«La coscienza di Zeno»: la novità di un romanzo

 

1. Il titolo

Si tratta di un titolo ironico che presenta un problema. Il termine coscienza non indica qualcosa di positivo, ma una differenza, nel senso che coscienza si contrappone ad inconscio. Anche gli altri titoli di Svevo (Una vita, Senilità) non identificano qualcosa o qualcuno (come, per esempio, I promessi sposi o Madame Bovary o I Malavoglia), ma un problema che l’ironia denuncia, per cui una vita corrisponde ad una morte e senilità corrisponde a giovanilità. Ne consegue che la coscienza di Zeno corrisponde a l’insconscio di Zeno. Già il titolo quindi è un segnale.

 

2. La forma

Il momento proemiale è raddoppiato. Nella Prefazione (I) il narratore è il dottor S («Io sono il dottore di cui si in questa novella si parla...»).; contiene istruzioni per la lettura, cioè prendere le distanze da ciò che si legge, tanto che il lettore reale si sente quasi un intruso. Nel Preambolo (II) il narratore è Zeno («Vedere la mia infanzia?...»): il suo presente è remoto rispetto al tempo della Prefazione: si tratta di una vicenda narrata en arrière; il suo destinatario è diverso da quello della Prefazione.
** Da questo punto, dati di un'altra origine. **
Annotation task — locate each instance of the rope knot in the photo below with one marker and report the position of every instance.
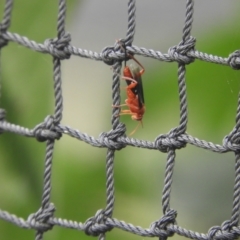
(225, 231)
(165, 142)
(109, 139)
(159, 227)
(56, 46)
(3, 41)
(106, 54)
(232, 141)
(96, 225)
(46, 130)
(179, 52)
(234, 60)
(39, 220)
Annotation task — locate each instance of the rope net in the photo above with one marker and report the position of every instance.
(51, 130)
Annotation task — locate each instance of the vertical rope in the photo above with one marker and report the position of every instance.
(168, 181)
(236, 194)
(182, 70)
(131, 22)
(6, 21)
(110, 182)
(4, 25)
(57, 64)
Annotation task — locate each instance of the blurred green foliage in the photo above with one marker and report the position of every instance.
(79, 187)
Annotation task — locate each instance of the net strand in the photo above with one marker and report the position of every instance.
(51, 129)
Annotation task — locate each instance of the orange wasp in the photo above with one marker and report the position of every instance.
(135, 96)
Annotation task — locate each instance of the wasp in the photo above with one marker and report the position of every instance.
(132, 74)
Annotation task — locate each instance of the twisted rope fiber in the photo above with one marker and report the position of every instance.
(51, 129)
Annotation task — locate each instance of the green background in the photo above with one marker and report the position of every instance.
(203, 181)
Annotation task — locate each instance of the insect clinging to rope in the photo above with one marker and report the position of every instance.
(135, 97)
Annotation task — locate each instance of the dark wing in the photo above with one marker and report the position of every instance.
(138, 90)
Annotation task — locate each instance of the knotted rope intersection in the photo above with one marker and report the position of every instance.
(51, 129)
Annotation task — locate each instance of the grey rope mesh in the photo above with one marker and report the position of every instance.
(51, 129)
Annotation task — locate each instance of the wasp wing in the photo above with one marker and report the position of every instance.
(138, 90)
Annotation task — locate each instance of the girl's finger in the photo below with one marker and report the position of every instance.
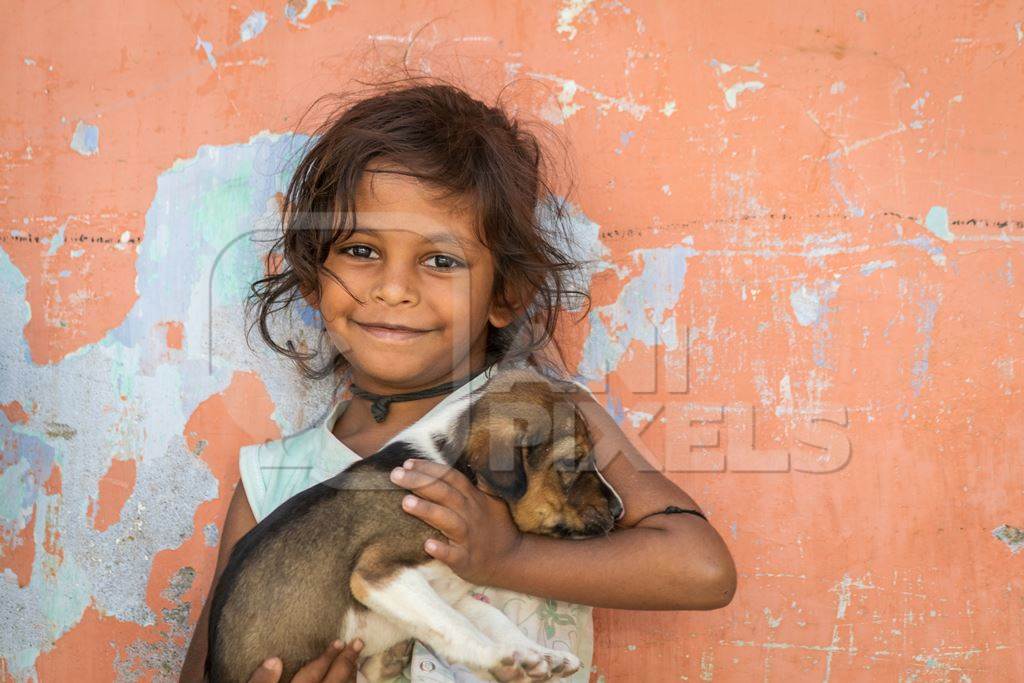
(344, 667)
(441, 518)
(429, 486)
(314, 670)
(445, 473)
Più che un paziente, è un visionario («Vedo, intravvedo delle immagini bizzarre...»). Nel Preambolo ci sono:

  • emittente interno: Zeno

  • destinatario interno: dottor S.

  • referente: le difficoltà della scrittura

  • tempo: anteriore alla Prefazione

  • registro: emotivo

Dalla Prefazione il lettore esperto riconosce subito la particolarità della Coscienza: un romanzo psicanalitico eterodosso in cui manca il transfert e anzi il paziente diffida del medico, sabotando la cura; in cui il dottore si serve della della confessione scritta contrariamente ai canoni (la scrittura è sempre il luogo della menzogna e della reticenza).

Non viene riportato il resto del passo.